Kirkus Reviews QR Code
MORE BATHS LESS TALKING by Nick Hornby

MORE BATHS LESS TALKING

Notes from the Reading Life of a Celebrated Author Locked in Battle with Football, Family, and Time Itself

by Nick Hornby

Pub Date: Aug. 14th, 2012
ISBN: 978-1-938073-05-2
Publisher: McSweeney’s

The rock-obsessed novelist confesses his idiosyncratic reading habits in this fourth collection of columns written for the Believer.

Critics tend to write reviews as if in a bubble, rarely acknowledging the ways the world can intrude on their reading and comprehension. The charm of Hornby’s (Juliet, Naked, 2009, etc.) “Stuff I’ve Been Reading” column is his candor about the messy intersection of living and reading. One column opens with his two young children demanding his attention as he struggles to finish Nicholson Baker’s novel The Anthologist; in another, he points out how a trusted recommendation led him to Don Carpenter’s obscure 1966 noir, Hard Rain Falling. That intimate perspective makes this book read more like a set of personal essays than book reviews, but he still delivers some funny and clear-eyed insights on writing.
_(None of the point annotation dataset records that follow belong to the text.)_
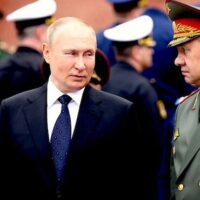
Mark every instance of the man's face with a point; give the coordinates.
(188, 59)
(71, 57)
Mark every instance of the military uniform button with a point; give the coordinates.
(180, 187)
(174, 151)
(199, 183)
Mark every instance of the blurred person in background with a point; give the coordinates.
(133, 45)
(164, 76)
(21, 70)
(4, 49)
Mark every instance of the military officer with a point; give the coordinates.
(185, 162)
(21, 71)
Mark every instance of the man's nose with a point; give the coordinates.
(80, 64)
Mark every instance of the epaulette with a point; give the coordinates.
(183, 99)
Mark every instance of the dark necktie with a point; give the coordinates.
(61, 137)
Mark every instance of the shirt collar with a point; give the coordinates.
(53, 93)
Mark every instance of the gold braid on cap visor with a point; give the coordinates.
(50, 21)
(142, 3)
(147, 41)
(183, 32)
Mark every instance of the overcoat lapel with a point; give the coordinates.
(192, 149)
(89, 116)
(36, 116)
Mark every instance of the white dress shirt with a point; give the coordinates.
(54, 106)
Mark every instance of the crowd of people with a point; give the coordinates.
(128, 103)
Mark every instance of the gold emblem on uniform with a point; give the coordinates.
(174, 151)
(176, 134)
(161, 109)
(180, 187)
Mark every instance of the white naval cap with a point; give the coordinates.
(34, 13)
(138, 29)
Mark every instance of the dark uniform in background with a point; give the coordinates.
(4, 50)
(164, 76)
(22, 70)
(132, 41)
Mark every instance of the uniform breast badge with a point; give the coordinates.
(176, 134)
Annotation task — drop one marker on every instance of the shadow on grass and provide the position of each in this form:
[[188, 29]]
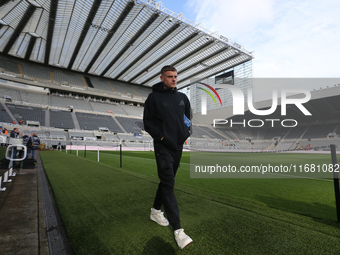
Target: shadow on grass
[[310, 209], [157, 245]]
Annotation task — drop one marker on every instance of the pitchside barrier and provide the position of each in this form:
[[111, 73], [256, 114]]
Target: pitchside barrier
[[9, 152]]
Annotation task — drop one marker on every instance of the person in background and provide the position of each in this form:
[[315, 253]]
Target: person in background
[[166, 118], [32, 145], [25, 139], [14, 134]]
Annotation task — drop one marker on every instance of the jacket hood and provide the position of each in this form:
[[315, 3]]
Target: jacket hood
[[159, 87]]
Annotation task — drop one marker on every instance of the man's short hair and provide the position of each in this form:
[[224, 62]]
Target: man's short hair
[[168, 68]]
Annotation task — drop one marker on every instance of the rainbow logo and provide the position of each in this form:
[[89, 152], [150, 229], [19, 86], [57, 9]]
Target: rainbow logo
[[209, 93]]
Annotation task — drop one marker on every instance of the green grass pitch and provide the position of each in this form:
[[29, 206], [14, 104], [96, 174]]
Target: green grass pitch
[[106, 209]]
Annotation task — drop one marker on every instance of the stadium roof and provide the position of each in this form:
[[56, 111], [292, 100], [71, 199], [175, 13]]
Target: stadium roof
[[124, 40]]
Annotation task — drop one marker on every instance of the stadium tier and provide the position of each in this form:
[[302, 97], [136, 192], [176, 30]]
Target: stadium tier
[[27, 113], [61, 119], [89, 121]]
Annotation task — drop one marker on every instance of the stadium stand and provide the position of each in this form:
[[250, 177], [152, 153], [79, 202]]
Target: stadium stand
[[110, 137], [80, 135], [89, 121], [66, 102], [284, 145], [27, 113], [130, 124], [319, 131], [133, 110], [34, 98], [61, 119], [106, 107], [296, 132]]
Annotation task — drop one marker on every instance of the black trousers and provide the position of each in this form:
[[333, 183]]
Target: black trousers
[[167, 165]]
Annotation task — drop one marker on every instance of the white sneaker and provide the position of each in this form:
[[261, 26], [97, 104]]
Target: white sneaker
[[182, 239], [157, 216]]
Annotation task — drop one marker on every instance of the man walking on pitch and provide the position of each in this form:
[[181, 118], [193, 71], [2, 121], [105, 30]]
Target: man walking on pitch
[[166, 118]]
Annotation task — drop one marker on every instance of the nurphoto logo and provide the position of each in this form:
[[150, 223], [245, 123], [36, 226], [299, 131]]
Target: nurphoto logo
[[239, 101]]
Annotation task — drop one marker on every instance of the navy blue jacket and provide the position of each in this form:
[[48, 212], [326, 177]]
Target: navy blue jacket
[[164, 116]]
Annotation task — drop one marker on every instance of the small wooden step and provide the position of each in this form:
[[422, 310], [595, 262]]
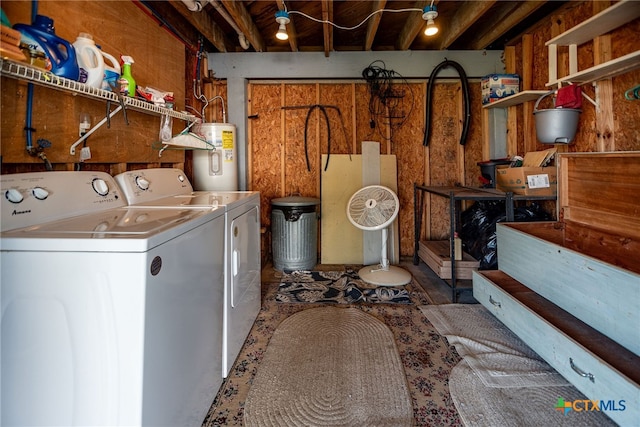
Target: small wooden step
[[435, 253]]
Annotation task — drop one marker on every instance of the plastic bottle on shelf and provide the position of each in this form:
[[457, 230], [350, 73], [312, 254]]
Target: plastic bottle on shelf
[[90, 60], [111, 72], [41, 39], [126, 82]]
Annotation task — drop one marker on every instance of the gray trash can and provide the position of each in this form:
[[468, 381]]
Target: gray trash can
[[294, 229]]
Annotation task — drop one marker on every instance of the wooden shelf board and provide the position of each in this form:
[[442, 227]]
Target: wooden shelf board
[[605, 70], [605, 21], [518, 98]]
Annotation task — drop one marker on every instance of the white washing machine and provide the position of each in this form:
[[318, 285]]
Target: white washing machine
[[110, 316], [170, 188]]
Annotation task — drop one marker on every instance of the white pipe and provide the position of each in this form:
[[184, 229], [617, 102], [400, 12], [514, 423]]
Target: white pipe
[[222, 11]]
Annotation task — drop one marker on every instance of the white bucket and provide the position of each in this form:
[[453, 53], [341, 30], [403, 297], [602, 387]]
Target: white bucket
[[90, 60], [556, 125]]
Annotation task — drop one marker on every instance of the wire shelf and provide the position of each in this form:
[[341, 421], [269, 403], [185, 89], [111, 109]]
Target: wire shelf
[[48, 79]]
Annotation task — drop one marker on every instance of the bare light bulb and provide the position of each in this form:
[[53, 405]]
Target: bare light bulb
[[431, 29], [282, 32]]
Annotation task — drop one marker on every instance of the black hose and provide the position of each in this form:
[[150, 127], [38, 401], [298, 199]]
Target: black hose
[[465, 96], [306, 125]]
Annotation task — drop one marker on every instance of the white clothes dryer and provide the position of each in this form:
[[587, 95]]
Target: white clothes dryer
[[110, 315], [167, 188]]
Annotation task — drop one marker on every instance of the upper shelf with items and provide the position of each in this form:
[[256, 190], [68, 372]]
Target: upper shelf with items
[[609, 19], [45, 78], [516, 99]]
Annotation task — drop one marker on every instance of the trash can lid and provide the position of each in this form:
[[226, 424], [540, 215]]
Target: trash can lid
[[295, 201]]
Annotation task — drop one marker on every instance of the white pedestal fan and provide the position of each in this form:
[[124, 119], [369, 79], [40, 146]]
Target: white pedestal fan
[[374, 208]]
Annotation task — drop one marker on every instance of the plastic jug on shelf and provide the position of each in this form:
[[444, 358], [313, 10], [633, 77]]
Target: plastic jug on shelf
[[40, 39], [126, 82], [111, 72], [90, 60]]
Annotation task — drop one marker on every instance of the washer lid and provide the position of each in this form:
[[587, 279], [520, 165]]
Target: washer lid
[[295, 201], [113, 230]]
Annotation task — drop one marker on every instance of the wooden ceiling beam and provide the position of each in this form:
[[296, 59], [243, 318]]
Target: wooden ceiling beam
[[291, 28], [374, 23], [203, 23], [509, 19], [412, 27], [466, 15], [243, 20], [327, 29]]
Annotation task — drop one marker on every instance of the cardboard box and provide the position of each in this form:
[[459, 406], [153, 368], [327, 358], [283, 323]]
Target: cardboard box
[[498, 86], [528, 181]]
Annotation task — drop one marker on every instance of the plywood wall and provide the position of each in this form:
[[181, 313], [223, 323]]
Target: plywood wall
[[278, 113], [621, 131], [119, 28]]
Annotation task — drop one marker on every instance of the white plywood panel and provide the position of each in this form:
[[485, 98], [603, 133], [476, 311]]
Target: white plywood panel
[[371, 176]]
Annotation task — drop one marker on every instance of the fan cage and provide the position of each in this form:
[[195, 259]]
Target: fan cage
[[373, 207]]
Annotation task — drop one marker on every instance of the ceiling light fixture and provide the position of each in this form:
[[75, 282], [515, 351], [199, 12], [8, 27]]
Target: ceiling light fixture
[[429, 14], [282, 18]]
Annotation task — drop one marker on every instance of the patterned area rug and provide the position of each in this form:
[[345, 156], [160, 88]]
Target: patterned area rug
[[426, 357], [499, 357], [340, 287], [501, 382], [345, 371]]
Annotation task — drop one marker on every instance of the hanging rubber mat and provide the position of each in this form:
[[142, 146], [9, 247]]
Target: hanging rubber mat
[[465, 95]]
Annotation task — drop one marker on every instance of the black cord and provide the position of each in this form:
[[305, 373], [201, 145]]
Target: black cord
[[386, 99], [306, 125]]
He demolishes the sexism of John Updike’s Marry Me by calling out the preposterousness of its dialogue, and writing about Colm Tóibín’s novel Brooklyn gives him the opportunity to thoughtfully consider the pleasures of rereading and the distinctions between screenwriting and writing novels. Hornby’s tastes often match those of the Believer audience’s, which prefers contemporary fiction and hipper nonfiction, but he roves widely, devouring Muriel Spark and Charles Dickens along with David Kynaston’s dense history Austerity Britain and a biography of Preston Sturges. Hornby’s reading life is pleasantly experimental, and though he softens his disappointments for the no-snark-allowed Believer, he’s at his most entertaining when he falls in love by accident with a book, as with Sarah Bakewell’s Montaigne biography, How to Live.

Hornby is an entertainingly unpretentious critic; any reader would come away with a handful of book recommendations they’d be eager to check out.